Jean-Philippe Girard : « Des projets, j’en ai encore beaucoup en tête »

La nouvelle n’est pas passée inaperçue dans les milieux économiques : Jean-Philippe Girard, l’emblématique fondateur et patron d’Eurogerm, a décidé de passer la main à des cadres de l’entreprise. Une opération qui continue son processus et doit encore recevoir l’aval du CSE. Interview de ce capitaine d’industrie de 61 ans qui n’entend pas pour autant envisager la retraite.

Dijon l’Hebdo : Esprit d’entreprendre et esprit de conquête ont fait de vous un chef d’entreprise « premier de cordée ». Est-ce le sentiment d’être arrivé au sommet qui vous fait décrocher aujourd’hui ?

Jean-Philippe Girard : « Non, pas vraiment car j’ai en tête d’autres sommets. C’est une étape importante de ma vie.

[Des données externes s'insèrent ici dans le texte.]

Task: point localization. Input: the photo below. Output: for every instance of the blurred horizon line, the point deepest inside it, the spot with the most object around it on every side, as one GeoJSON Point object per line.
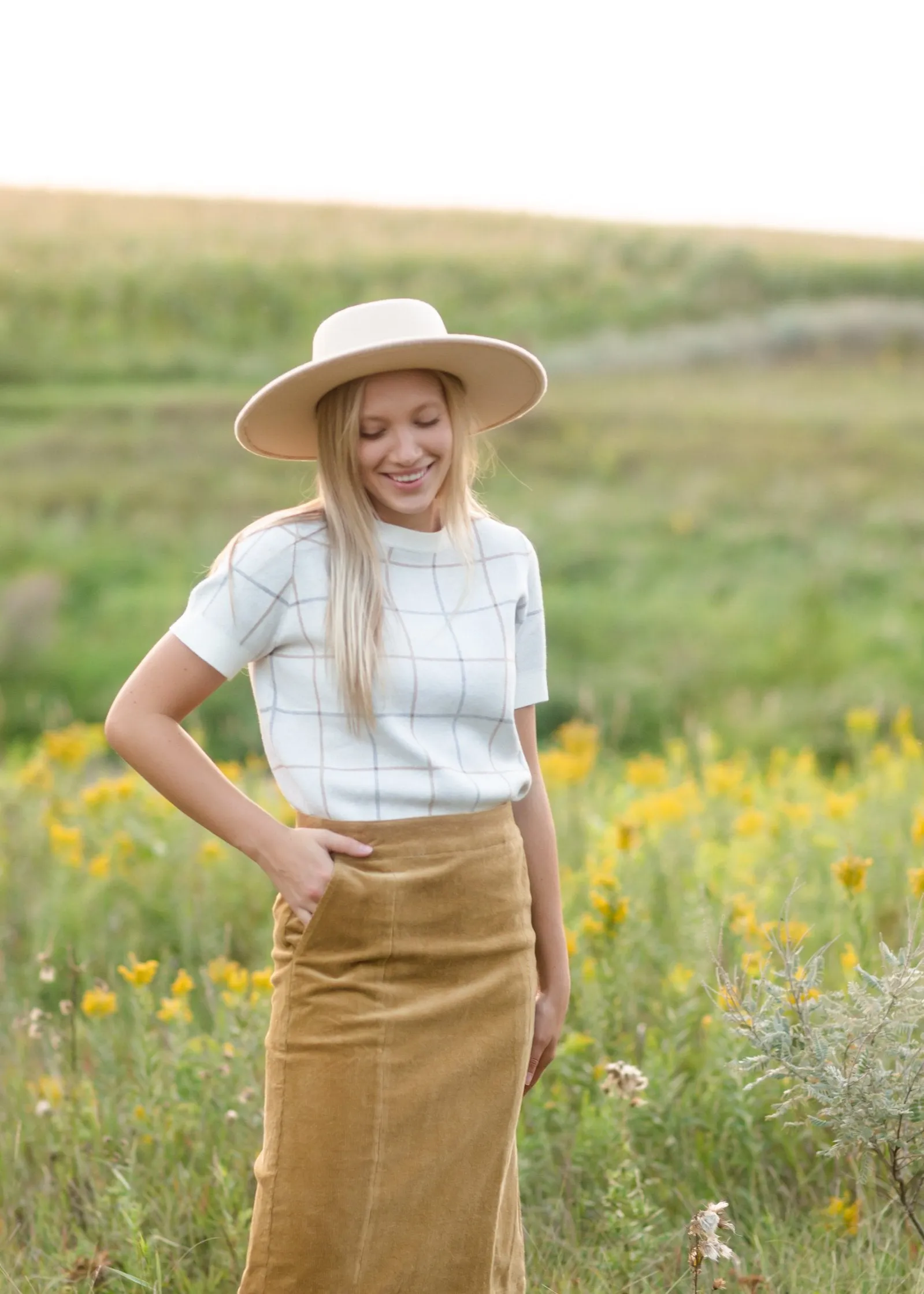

Aujourd’hui, je vois trop de chefs d’entreprises qui ont pris la bonne décision trop tard. Et la volonté de mes cadres de poursuivre cette belle aventure a incontestablement pesé sur ma motivation de passer la main ». 

DLH : Pour créer Eurogerm en 1989, vous avez emprunté l’équivalent de 100 000 €… Aujourd’hui, vous dépassez les 100 millions d’euros de chiffre d’affaires. Quelles auront été les clés de cette réussite ? 

J-Ph. G : « La passion du métier aura été le premier déterminant. On n’est pas dans cette filière pour faire des coups. On est inscrit dans la durée, dans l’accompagnement. Ensuite, c’est la chance de m’être entouré des meilleurs que ce soit au sein de mes associés ou dans les recrutements de l’entreprise. Et puis, derrière tout ça, il y a la volonté de conquête et Eurogerm est une entreprise en permanence, depuis plus de 30 ans , en conquête ». 

DLH : Après avoir connu le succès entrepreneurial que l’on sait, n’est-ce pas une forme de lassitude qui vous a poussé à passer la main ?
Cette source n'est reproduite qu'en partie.